As a whole I am glad to say that Dexter season 4 so far has continued with the quality of the first three seasons, thankfully not degrading over time as happens with a lot of shows (*cough* Heroes! *cough*). Although it was the first episode of the season and thus still “getting into the groove,” as they say, there’s already plenty of stuff to chew on: from Dexter trying to balance his family, work and killing life, to supporting character dilemmas like Deb dealing with Lundy’s return and, of course, the introduction of, “The Trinity Killer.”

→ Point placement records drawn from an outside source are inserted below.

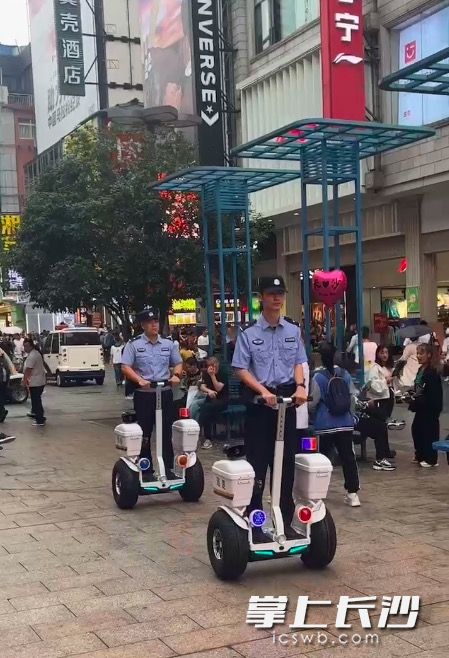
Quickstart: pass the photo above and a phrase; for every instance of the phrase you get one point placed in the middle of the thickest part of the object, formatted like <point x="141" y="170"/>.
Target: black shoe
<point x="290" y="533"/>
<point x="259" y="537"/>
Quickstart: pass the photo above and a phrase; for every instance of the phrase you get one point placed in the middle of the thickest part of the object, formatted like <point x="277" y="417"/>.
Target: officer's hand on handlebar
<point x="268" y="398"/>
<point x="300" y="396"/>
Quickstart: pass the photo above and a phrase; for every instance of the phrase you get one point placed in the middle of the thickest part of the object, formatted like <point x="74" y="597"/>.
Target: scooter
<point x="130" y="473"/>
<point x="230" y="540"/>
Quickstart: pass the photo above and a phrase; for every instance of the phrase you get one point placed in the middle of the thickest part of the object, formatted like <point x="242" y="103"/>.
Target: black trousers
<point x="376" y="429"/>
<point x="209" y="412"/>
<point x="425" y="430"/>
<point x="145" y="408"/>
<point x="342" y="441"/>
<point x="36" y="403"/>
<point x="260" y="436"/>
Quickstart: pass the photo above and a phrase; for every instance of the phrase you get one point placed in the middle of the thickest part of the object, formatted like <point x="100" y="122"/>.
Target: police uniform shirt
<point x="269" y="353"/>
<point x="152" y="361"/>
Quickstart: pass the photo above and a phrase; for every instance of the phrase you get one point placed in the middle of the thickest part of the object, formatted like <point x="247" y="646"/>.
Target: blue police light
<point x="257" y="518"/>
<point x="309" y="444"/>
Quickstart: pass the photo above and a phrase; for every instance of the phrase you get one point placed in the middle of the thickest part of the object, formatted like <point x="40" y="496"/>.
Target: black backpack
<point x="338" y="396"/>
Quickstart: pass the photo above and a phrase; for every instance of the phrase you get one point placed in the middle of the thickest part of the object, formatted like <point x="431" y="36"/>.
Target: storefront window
<point x="276" y="19"/>
<point x="425" y="36"/>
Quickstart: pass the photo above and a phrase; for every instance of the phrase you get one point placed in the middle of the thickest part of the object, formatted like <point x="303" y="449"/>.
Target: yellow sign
<point x="10" y="226"/>
<point x="184" y="305"/>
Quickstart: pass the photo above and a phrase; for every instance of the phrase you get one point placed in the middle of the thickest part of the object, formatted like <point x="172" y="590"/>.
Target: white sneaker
<point x="352" y="500"/>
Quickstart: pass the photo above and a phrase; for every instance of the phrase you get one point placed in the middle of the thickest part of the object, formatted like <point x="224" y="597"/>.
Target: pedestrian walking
<point x="35" y="379"/>
<point x="373" y="421"/>
<point x="268" y="359"/>
<point x="427" y="404"/>
<point x="148" y="358"/>
<point x="331" y="392"/>
<point x="116" y="356"/>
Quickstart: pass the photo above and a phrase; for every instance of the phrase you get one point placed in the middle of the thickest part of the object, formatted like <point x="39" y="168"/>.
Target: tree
<point x="93" y="232"/>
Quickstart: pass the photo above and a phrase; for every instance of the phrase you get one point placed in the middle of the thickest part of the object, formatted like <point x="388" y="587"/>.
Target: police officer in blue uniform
<point x="148" y="358"/>
<point x="268" y="360"/>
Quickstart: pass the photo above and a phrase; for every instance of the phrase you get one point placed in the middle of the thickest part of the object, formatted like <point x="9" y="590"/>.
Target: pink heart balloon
<point x="329" y="287"/>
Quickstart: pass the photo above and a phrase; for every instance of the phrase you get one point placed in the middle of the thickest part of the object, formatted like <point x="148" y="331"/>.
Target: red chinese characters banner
<point x="342" y="57"/>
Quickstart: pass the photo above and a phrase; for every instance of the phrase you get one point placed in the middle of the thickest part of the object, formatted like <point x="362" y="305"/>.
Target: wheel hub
<point x="217" y="544"/>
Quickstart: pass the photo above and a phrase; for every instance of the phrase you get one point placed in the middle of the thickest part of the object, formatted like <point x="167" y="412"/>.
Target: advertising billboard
<point x="343" y="50"/>
<point x="421" y="39"/>
<point x="57" y="115"/>
<point x="181" y="59"/>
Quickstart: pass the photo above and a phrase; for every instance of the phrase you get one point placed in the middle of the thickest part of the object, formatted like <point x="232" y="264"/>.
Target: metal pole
<point x="305" y="266"/>
<point x="326" y="236"/>
<point x="221" y="266"/>
<point x="235" y="289"/>
<point x="339" y="307"/>
<point x="209" y="300"/>
<point x="359" y="260"/>
<point x="100" y="33"/>
<point x="248" y="247"/>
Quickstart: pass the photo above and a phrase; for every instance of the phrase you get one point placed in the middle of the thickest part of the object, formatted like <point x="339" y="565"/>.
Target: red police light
<point x="304" y="514"/>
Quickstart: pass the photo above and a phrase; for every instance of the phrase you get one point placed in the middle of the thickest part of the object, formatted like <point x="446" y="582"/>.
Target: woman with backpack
<point x="380" y="395"/>
<point x="331" y="392"/>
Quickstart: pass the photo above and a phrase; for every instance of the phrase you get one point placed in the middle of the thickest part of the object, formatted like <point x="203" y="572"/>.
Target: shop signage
<point x="69" y="47"/>
<point x="10" y="226"/>
<point x="184" y="305"/>
<point x="342" y="57"/>
<point x="206" y="60"/>
<point x="380" y="323"/>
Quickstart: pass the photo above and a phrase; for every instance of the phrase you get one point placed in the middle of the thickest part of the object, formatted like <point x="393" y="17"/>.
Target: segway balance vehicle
<point x="132" y="476"/>
<point x="230" y="532"/>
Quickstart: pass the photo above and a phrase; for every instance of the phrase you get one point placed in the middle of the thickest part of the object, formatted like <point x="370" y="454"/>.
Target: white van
<point x="74" y="354"/>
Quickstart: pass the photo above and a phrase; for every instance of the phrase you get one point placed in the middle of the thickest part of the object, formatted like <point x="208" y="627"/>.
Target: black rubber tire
<point x="18" y="394"/>
<point x="125" y="485"/>
<point x="193" y="489"/>
<point x="234" y="546"/>
<point x="323" y="544"/>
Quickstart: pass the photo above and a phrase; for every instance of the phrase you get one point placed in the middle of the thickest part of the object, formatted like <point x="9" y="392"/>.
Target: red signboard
<point x="342" y="56"/>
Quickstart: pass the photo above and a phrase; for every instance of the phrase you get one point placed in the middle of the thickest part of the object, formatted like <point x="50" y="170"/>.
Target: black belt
<point x="283" y="390"/>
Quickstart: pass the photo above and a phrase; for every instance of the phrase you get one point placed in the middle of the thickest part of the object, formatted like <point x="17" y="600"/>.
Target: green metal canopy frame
<point x="428" y="76"/>
<point x="224" y="203"/>
<point x="329" y="152"/>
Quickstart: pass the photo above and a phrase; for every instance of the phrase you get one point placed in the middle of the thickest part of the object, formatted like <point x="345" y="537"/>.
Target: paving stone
<point x="144" y="597"/>
<point x="54" y="598"/>
<point x="141" y="632"/>
<point x="151" y="649"/>
<point x="213" y="638"/>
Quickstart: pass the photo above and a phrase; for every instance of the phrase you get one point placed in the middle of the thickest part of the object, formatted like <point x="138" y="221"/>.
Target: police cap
<point x="272" y="284"/>
<point x="148" y="314"/>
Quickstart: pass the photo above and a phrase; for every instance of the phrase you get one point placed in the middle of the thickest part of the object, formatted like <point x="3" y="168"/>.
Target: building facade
<point x="406" y="223"/>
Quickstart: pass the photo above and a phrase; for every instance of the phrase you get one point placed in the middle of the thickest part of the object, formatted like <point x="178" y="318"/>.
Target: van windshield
<point x="79" y="338"/>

And like most great shows, the episode ended with a WHOPPER of a cliffhanger: Dexter, after rushing his kill to get the medicine for his baby and get home in time, crashed his car because of how tired he was. We assume he got rid of his victim’s body parts, so at least Dexter doesn’t have to fret when someone comes to help him after his crash (what an awkward thing to explain…). Of course, there’s no doubt our favorite serial killer will be fine, but it certainly gets your attention and makes you want to tune in next time.
What did YOU think of the Dexter’s season 4 premiere? Do you think the quality has been kept as high as the first three seasons? Tell us your thoughts and opinions on the episode below.
Episode 2 of Dexter Season 4, entitled “Remains to be Seen,” airs on Showtime on October 4th (this Sunday) @ 9pm.